For the Defense with David Oscar Markus
Federal criminal defense attorney David Oscar Markus interviews famed trial lawyers about their most fascinating cases.
David Oscar Markus, a Miami trial attorney who has been called “a reincarnation of the old school criminal defense lawyer” and has represented clients from the head of the Cali Cartel to Fortune 500 companies and their CEOs, has partnered with rakontur, the lauded storytellers behind Cocaine Cowboys, The U and 537 Votes, to launch a new podcast series called For the Defense.
The podcast focuses on the work of the least-respected but perhaps the most important profession in America: the criminal defense attorney. In each episode, Markus will interview a top criminal defense lawyer about one of their most gripping trials.
Sadly, the criminal defense trial lawyer is a dying breed. The Feds have manipulated the system -- which was founded on the idea of trial by jury -- to force almost everyone (occasionally including the innocent) into pleading guilty to avoid trial. If you dare to go to trial, you risk going to prison for decades longer than had you surrendered and pleaded guilty. The system has shifted from valuing and encouraging trials to punishing those who dare exercise their constitutional right to have a jury decide their guilt. In the 1980s, over 20% of cases went to trial -- now less than 3% do so.

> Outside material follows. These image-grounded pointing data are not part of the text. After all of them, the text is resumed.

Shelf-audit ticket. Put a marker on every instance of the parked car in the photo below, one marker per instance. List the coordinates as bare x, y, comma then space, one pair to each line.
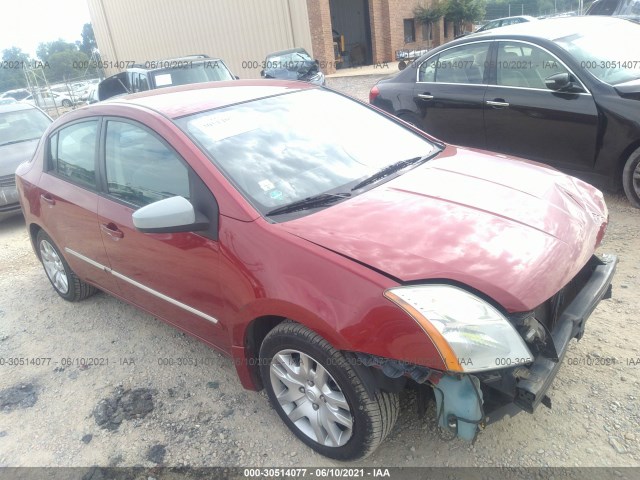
555, 91
50, 99
337, 266
294, 64
165, 73
503, 22
21, 126
629, 9
17, 94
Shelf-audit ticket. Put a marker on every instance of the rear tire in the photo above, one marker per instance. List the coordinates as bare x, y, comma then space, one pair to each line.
319, 396
631, 178
64, 281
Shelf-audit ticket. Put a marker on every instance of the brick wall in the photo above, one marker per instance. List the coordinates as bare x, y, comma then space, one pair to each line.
387, 30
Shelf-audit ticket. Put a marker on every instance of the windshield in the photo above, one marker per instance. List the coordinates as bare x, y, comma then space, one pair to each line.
197, 72
22, 125
602, 55
287, 148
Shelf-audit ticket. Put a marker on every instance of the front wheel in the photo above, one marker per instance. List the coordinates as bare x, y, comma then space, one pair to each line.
319, 396
631, 178
64, 280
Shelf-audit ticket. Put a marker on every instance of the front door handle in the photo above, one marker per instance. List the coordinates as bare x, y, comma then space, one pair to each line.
112, 230
497, 102
46, 198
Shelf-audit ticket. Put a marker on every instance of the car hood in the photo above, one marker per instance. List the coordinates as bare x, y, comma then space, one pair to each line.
14, 154
511, 229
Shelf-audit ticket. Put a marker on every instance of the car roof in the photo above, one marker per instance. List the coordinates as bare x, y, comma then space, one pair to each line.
553, 28
174, 102
528, 17
15, 107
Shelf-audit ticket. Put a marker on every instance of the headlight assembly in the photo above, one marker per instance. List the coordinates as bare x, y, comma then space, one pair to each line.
470, 334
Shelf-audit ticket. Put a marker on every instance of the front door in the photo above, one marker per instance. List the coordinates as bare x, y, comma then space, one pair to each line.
524, 118
171, 275
69, 202
449, 94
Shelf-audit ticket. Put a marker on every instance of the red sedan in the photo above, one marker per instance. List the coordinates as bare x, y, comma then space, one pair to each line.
338, 254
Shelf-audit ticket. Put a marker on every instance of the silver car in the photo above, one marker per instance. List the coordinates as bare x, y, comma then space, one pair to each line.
21, 126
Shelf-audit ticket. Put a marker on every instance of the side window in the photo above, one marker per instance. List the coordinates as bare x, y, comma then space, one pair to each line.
72, 152
140, 168
427, 70
144, 84
523, 65
463, 64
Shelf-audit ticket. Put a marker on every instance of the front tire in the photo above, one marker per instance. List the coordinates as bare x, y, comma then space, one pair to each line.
64, 281
319, 396
631, 178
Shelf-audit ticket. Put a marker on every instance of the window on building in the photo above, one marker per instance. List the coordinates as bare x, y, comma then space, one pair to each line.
427, 31
409, 30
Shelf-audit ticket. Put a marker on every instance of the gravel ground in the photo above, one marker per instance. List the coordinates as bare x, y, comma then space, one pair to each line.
137, 410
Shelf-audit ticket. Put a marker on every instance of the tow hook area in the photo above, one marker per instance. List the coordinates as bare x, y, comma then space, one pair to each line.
459, 405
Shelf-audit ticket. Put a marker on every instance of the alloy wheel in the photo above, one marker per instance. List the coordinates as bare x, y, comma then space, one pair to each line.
54, 267
311, 398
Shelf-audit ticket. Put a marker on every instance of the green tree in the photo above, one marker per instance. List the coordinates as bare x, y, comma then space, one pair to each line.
428, 16
13, 76
461, 11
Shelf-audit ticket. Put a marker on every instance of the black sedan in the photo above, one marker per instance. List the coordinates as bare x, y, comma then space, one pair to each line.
564, 91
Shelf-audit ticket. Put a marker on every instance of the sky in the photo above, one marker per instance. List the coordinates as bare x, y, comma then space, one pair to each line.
26, 23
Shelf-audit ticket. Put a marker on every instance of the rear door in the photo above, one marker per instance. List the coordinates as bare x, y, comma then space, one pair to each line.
69, 200
449, 94
171, 275
524, 118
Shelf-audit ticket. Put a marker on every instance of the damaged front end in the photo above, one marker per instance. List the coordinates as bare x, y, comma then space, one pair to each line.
469, 397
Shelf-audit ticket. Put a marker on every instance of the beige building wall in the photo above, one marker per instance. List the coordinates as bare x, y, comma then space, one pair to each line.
242, 32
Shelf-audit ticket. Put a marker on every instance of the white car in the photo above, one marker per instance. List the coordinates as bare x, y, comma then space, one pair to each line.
50, 100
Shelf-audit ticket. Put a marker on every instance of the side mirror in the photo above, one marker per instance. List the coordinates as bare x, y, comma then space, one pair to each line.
171, 215
562, 82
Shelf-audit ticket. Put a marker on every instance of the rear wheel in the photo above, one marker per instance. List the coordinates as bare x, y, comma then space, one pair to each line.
320, 398
631, 178
64, 280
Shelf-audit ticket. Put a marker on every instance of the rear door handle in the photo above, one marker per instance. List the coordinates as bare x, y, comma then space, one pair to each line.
46, 198
497, 102
112, 230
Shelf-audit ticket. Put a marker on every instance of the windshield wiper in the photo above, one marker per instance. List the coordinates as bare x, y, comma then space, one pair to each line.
309, 202
390, 169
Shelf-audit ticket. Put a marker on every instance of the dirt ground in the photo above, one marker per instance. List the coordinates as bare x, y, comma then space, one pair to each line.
150, 405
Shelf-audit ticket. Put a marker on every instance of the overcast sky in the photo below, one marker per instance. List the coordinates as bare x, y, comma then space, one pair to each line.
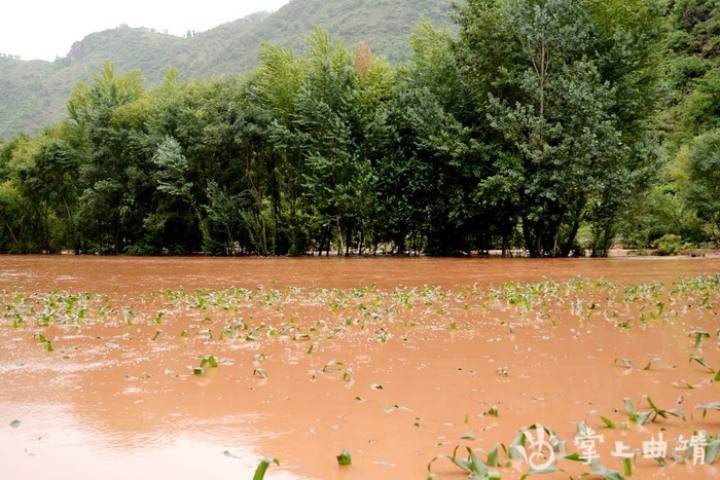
45, 29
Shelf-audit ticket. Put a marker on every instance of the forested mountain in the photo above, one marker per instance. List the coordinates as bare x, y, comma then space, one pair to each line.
558, 127
33, 94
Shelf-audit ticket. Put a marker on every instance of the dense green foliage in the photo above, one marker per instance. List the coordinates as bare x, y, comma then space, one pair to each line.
33, 94
535, 125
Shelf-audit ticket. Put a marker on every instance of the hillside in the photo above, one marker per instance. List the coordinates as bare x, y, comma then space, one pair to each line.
33, 93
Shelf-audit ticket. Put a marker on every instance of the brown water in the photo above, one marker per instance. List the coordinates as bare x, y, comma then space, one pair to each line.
384, 364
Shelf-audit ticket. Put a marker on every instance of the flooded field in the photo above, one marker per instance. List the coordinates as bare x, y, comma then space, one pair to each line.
195, 368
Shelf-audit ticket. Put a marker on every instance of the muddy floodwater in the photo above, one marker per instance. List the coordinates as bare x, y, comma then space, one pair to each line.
196, 368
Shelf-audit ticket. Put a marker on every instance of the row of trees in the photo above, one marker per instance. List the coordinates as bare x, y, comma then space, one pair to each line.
532, 124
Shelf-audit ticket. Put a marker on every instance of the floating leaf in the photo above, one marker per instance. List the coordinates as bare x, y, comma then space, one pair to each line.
701, 361
263, 466
344, 459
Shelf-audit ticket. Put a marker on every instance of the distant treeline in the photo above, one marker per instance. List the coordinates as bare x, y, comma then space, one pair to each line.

Having tried cases all over the United States, Markus is well-positioned to speak to other leading criminal defense lawyers in the country and explore with them the decision they made in a high-profile case to proceed to trial, including their trial strategy, the risks involved, and the clients themselves.
In the premiere episode, available now on all podcast platforms including Apple, Spotify and Google, Markus discusses the Harvey Weinstein case with his lawyer Donna Rotunno and what it was like for her to represent the most hated man in America against an entire movement.
New episodes will be available on Tuesdays. Among the highlights of Season One:
How did Roy Black flip the prosecution witnesses in his favor during the trial of a police officer charged with killing a black man during an altercation in an arcade?
Why did Tom Messereau initially want to call Michael Jackson to the stand but ultimately decide against it?
What was going through Marty Weinberg’s head when his client, a lawyer, decided he wanted to give part of the closing argument?
How did H.T. Smith deal with a judge who was wearing handcuffs as his tie-tack?
How did F. Lee Bailey, just a year out of law school, land the most followed trial of the day, Sam Sheppard (the defendant who ended up being the inspiration for The Fugitive)?